# How to correctly impose a weight constraint

I have the following model;

X_i = (c_1i X_1, …, c_di X_d) for i=1,…,d;

This leads to a matrix C of d*d parameters. For reasons that are tedious to explain, I, therefore, have a d x d matrix of estimated parameters with

X^est_i = (c^est_1i X_1, …, c^est_di X_d)

and choose my loss to be

max_{i=1,…,d}(X^est_i / X_i)

Observe that all values in C as well as X are non-negative; This problem should be very easy to solve as it is convex (reducing a value c_ji never increases the loss)

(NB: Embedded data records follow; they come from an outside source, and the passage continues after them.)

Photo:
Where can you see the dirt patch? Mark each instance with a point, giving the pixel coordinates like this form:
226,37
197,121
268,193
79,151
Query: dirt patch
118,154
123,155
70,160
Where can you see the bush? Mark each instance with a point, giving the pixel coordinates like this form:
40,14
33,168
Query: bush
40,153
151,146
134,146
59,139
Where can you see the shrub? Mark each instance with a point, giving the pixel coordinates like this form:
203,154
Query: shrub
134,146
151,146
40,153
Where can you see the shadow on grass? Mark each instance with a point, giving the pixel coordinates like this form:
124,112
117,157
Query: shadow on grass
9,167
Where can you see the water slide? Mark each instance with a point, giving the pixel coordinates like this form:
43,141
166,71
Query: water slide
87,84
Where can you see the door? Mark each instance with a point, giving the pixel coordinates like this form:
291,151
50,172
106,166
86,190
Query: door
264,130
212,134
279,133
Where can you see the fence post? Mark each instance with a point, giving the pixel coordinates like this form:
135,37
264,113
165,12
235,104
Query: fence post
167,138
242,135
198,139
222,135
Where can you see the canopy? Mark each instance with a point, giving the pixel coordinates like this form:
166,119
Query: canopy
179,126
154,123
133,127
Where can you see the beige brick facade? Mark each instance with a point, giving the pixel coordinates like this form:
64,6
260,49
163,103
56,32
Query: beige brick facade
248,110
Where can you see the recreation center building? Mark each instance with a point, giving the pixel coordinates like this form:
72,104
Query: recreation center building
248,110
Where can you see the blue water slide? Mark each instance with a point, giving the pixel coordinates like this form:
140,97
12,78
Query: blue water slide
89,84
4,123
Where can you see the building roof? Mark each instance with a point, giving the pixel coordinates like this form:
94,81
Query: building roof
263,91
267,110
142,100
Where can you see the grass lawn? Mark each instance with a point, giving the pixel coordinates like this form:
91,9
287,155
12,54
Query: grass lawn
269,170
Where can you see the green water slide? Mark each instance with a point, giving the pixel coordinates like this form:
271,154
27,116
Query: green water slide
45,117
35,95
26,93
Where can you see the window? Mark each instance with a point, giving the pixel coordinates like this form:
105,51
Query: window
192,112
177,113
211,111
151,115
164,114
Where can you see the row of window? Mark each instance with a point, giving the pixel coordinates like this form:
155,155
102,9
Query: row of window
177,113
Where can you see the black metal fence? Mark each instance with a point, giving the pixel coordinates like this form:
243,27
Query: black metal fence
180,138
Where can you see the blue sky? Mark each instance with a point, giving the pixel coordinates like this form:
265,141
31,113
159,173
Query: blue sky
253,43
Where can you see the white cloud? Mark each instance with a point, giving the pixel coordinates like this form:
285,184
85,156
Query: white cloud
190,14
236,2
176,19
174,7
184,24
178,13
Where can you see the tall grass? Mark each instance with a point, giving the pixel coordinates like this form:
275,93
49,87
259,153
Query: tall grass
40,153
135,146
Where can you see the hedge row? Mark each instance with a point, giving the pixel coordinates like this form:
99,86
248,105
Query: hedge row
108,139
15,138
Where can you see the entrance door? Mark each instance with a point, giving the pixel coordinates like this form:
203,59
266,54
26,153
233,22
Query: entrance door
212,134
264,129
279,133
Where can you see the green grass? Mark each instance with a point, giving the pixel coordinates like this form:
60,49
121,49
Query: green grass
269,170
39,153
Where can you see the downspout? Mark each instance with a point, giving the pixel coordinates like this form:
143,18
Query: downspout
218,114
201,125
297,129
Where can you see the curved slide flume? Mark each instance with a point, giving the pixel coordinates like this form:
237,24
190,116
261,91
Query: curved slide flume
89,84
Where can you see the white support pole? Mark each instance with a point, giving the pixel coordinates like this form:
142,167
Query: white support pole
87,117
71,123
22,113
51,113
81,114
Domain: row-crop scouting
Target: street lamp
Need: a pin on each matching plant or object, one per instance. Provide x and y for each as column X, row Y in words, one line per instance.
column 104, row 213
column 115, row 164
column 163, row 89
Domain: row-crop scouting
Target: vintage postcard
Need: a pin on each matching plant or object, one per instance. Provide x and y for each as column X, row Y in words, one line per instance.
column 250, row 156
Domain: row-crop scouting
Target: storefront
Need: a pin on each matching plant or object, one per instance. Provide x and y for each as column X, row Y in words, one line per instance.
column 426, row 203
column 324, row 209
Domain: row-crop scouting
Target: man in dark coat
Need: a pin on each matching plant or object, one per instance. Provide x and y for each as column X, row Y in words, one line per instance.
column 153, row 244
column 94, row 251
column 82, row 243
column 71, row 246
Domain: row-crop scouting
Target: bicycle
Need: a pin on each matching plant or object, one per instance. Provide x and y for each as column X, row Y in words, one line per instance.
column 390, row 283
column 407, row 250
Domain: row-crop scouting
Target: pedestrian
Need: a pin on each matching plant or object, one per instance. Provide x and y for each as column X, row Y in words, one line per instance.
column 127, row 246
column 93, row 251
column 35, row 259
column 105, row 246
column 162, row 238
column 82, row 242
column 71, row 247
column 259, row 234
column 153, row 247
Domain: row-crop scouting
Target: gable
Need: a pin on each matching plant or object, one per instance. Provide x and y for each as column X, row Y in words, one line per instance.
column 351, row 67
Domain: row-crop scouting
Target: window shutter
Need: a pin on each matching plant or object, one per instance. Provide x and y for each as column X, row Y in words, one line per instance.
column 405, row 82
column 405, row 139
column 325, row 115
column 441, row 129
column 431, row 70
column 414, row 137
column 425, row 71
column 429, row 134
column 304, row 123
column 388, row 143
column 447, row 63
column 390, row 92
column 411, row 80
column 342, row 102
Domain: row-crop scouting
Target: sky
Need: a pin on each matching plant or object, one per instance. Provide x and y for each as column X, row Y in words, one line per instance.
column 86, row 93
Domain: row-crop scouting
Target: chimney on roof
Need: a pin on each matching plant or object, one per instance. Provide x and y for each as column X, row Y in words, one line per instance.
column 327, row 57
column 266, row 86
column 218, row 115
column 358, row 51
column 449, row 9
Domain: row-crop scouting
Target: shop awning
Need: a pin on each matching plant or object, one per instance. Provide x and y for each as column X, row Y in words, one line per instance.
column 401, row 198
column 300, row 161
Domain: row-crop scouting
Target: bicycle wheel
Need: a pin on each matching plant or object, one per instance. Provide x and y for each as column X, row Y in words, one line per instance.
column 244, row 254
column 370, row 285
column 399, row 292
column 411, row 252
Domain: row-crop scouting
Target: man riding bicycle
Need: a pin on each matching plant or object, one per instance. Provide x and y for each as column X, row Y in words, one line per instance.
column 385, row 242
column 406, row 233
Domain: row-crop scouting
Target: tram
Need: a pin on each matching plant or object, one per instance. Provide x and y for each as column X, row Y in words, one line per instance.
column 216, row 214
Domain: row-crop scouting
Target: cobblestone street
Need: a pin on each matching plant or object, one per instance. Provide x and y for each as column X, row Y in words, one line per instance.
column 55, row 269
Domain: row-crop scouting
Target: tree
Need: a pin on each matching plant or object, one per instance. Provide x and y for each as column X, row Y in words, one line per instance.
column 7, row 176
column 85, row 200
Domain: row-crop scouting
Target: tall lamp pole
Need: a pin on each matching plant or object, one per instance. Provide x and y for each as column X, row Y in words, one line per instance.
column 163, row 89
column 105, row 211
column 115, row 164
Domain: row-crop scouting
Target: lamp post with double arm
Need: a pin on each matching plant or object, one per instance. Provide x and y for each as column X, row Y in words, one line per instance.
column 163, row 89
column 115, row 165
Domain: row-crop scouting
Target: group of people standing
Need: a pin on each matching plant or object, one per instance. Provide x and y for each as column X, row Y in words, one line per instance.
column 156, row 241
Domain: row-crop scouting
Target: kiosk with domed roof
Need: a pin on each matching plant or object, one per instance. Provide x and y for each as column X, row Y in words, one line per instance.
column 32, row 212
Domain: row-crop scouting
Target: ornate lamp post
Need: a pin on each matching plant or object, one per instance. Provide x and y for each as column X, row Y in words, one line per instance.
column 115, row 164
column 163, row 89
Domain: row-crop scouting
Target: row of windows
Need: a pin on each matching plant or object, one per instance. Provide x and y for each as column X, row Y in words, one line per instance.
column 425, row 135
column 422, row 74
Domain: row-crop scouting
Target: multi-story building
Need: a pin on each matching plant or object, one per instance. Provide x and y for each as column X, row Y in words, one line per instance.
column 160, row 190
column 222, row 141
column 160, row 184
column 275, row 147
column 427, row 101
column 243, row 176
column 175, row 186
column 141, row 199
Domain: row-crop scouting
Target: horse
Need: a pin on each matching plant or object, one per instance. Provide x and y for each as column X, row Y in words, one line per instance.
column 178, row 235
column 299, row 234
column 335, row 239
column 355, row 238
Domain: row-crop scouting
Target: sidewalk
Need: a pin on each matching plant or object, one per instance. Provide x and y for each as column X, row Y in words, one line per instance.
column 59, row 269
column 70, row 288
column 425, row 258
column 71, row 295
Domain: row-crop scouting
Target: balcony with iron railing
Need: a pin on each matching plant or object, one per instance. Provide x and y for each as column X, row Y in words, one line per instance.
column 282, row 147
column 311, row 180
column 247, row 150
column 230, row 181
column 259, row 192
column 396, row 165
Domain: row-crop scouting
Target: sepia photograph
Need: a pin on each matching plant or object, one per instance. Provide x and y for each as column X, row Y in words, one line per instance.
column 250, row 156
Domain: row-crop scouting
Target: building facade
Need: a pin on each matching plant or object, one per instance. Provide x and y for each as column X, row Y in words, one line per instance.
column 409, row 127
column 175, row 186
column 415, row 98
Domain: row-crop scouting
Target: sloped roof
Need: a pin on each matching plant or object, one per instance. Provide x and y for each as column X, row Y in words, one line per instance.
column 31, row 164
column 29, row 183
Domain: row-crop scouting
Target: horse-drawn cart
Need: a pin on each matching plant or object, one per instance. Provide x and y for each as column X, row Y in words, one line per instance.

Now I want to implement that the sum of all entries of C to be equal (or larger) to a certain threshold, let us call is eps;

What is the best way to do it? I found three solutions that all seem to fail; Either the estimator gets stuck or goes to infinity; The 3 approaches I thought of:

1. only define d^2-1 values and then just assign the last value as torch.abs(eps-sum(C)) - then the sum of all values is always equal to eps;

2. Define d^2 values and scale up the values in each iteration by multiplying each weight by eps/sum(C)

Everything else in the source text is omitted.